Entering that landscape of loneliness and sorrow was not a round trip ticket. The entryway was opened through tragedy...a tragedy so horrible that it defies description and precludes imagination. She never asked to take this journey, it was forced upon her. The only option was not really an option; not taking the trip at all. That would involve shutting down and ceasing to live. (A thought many parents consider when a child dies) She had no real choice but to grope along in this darkness looking for a way out. All she really knew was there was no going out the way she went in. The events that brought her here could not be reversed...that door swung only one way.
So she moved along in the blind darkness knowing one thing for sure...this trip was changing her at her core and she would not be leaving through the same door and therefore would not be the same person she was when she went in. She would gain strength in some places and lose it in others. She wasn't sure what she'd look like when she finally emerged into the sunlight again, but she knew she'd be different. She already was in so many ways.
Cathy photocopied that story and gave it to all of her family members (proudly, I am one of them)and hoped we'd understand. We did, although at first it was tough. I wanted the old Cathy back and she was never going to return. It took time and some maturity to grasp what had happened in her soul.
Today, Bob and Cathy are healed and basically pretty whole. You never get over something as devastating as losing a child, but God is good, and He provides healing in ways we never expect. He has been good to them and they have seen His love and grace.
The analogy of being lost in a dark unfamiliar woods is very appropriate for divorce.
I know this is a "Men's Forum" but this is really a universal truth today. Unless you wanted the divorce and had other plans for life once you were divorced, it is thrust on you...you don't go looking for this kind of pain.
You enter this dark forest not by choice but by decree. "You are now divorced...like it or not", and you have no road map and no light for your path. You grope along in the darkness, feeling for a familiar tree stump or a clearing but all you find is more darkness and nothing familiar to adjust your compass to. There is no sun, no moon, no stars in the pitch black night. The compass spins wildly at first and only serves to confuse you further.
So you grope along at a snails pace, stumbling and falling and bruising your knees on the low hanging branches and scraping your skin against the underbrush. One day a light starts to emerge in the distance and so you head towards it. You don't even know if it's where you want to be, and you know it's not where you entered. But it is a way out so you set off towards that faint glimmer in the pitch black darkness of this terrible forest of sorrow. As you work your way closer to the tiny glimmer and you are finally able to see a little, you notice that you aren't the same anymore. You changed back there in all that darkness and sadness. If you had a mirror you'd probably not recognize your own reflection.

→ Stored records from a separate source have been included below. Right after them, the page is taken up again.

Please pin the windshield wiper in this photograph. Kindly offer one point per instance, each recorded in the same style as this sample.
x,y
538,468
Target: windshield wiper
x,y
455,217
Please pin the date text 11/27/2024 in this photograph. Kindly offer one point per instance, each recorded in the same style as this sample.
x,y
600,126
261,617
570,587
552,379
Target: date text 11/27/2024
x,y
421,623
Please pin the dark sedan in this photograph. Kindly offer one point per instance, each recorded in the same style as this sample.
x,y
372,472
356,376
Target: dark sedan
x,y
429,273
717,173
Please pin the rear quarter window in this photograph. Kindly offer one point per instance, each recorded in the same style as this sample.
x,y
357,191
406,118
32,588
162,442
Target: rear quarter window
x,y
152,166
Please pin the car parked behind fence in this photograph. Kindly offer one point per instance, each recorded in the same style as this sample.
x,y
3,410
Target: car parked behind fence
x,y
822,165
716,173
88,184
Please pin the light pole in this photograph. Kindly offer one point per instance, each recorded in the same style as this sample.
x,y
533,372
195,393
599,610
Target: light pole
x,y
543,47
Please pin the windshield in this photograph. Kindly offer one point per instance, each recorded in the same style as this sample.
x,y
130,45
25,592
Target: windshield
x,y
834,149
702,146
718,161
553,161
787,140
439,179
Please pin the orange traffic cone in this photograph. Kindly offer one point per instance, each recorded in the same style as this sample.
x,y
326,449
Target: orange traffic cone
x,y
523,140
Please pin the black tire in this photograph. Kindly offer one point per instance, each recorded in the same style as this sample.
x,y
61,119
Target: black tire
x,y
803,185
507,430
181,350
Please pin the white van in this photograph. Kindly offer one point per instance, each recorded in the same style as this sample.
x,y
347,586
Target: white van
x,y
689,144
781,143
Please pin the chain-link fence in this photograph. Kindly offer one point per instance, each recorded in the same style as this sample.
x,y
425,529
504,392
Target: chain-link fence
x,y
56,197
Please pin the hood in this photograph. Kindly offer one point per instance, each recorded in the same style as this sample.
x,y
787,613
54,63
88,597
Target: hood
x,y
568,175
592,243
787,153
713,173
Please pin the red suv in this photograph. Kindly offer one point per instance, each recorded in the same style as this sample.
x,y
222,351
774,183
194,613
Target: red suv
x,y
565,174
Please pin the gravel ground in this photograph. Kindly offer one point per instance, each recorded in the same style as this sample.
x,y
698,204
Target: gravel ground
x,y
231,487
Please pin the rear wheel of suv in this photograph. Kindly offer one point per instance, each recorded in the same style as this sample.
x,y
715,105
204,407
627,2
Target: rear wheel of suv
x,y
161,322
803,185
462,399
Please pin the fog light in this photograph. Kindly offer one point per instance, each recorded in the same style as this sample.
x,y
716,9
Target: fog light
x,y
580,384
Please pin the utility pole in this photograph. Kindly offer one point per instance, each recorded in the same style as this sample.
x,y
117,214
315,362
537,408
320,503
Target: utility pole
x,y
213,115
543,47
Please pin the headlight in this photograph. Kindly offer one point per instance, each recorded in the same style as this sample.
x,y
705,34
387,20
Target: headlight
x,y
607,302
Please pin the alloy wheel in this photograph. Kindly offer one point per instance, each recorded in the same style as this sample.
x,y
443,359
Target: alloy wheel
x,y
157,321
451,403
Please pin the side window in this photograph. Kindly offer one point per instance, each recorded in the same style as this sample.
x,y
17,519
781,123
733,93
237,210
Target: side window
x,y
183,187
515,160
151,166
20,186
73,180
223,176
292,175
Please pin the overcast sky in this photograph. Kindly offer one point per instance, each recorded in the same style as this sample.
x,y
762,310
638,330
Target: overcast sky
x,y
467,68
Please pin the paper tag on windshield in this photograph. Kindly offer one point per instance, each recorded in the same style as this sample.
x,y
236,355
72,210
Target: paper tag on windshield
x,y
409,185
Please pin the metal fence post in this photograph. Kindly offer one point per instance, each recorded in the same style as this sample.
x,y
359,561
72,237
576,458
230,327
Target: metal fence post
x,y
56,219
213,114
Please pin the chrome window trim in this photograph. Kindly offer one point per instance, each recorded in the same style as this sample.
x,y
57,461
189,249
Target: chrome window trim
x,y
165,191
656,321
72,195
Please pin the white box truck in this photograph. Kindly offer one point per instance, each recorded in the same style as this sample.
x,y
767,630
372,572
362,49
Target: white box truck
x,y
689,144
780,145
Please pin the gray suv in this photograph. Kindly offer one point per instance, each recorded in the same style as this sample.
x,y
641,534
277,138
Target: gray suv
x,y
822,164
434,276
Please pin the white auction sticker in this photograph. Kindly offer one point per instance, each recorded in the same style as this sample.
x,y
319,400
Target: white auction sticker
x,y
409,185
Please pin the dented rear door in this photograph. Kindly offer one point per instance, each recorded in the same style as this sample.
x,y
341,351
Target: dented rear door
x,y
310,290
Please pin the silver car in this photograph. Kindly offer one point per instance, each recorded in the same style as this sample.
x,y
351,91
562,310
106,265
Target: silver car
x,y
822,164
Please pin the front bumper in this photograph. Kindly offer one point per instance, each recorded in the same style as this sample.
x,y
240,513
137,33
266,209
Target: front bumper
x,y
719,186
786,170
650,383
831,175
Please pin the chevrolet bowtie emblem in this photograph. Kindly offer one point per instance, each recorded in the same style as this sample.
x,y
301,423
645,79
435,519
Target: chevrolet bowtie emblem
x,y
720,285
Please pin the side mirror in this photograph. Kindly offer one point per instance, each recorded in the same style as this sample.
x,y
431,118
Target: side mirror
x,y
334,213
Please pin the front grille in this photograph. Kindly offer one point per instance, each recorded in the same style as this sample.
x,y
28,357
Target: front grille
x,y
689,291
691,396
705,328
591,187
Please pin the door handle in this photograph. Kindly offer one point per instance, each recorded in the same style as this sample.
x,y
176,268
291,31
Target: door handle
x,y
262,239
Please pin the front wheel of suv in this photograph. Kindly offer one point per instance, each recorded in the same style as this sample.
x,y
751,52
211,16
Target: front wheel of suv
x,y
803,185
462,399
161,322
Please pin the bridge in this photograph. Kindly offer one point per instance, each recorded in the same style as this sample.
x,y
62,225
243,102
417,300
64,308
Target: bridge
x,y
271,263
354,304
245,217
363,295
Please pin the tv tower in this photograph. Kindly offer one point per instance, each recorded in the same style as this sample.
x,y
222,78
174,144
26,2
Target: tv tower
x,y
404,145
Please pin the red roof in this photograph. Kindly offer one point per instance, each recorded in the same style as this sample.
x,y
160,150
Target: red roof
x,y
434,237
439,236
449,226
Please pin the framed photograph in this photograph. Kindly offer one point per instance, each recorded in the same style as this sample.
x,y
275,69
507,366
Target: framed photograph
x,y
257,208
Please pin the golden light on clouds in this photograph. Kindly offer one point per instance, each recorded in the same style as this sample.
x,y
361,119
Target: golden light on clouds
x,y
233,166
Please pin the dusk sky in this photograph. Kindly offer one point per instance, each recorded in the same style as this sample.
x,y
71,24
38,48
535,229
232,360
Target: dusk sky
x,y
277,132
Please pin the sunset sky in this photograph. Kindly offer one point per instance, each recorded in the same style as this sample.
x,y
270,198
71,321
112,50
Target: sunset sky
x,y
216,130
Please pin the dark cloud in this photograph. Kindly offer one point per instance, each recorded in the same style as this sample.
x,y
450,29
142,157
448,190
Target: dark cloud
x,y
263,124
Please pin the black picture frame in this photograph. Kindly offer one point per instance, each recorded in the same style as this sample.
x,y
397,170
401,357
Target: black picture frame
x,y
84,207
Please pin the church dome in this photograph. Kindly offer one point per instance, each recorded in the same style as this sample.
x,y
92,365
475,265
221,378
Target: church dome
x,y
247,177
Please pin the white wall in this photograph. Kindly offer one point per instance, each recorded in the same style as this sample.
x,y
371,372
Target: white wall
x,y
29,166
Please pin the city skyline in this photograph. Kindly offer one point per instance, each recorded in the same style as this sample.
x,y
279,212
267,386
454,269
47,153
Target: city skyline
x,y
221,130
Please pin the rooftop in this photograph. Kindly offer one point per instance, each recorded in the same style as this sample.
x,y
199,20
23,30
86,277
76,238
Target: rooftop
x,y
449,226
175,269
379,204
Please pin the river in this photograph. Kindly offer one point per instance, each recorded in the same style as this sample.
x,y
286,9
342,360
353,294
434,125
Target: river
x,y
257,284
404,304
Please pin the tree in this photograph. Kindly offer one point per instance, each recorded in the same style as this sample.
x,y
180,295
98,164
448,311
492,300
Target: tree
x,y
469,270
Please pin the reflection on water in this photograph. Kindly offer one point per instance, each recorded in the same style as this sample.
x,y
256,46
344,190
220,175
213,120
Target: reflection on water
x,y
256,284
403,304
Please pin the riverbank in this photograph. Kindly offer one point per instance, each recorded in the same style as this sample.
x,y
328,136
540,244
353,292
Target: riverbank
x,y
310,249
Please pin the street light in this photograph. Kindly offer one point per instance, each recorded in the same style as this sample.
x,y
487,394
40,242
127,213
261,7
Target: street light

One day you finally break through the treeline and into the sunlight and you find out how right you were. You really have changed and not all for the better. Your friends don't recognize you in a lot of ways and a lot of the things you desired and loved when you went in are changed or gone completely. There is a missing twinkle in your eye and your gait is slower...from banging around in all the darkness.
It's a whole new world on this side of that forest and it takes some adjustment. You find out that those who truly love you and really wanted the best for you were waiting patiently on this side of the forest, calling out to you and hoping you'd find your way. They know you've changed but they are so happy to have you back from the woods that they don't mind or even notice any longer. All that matters is they have you back...even in your changed form.
And the others who couldn't hang on and wait for you...they never really cared to begin with.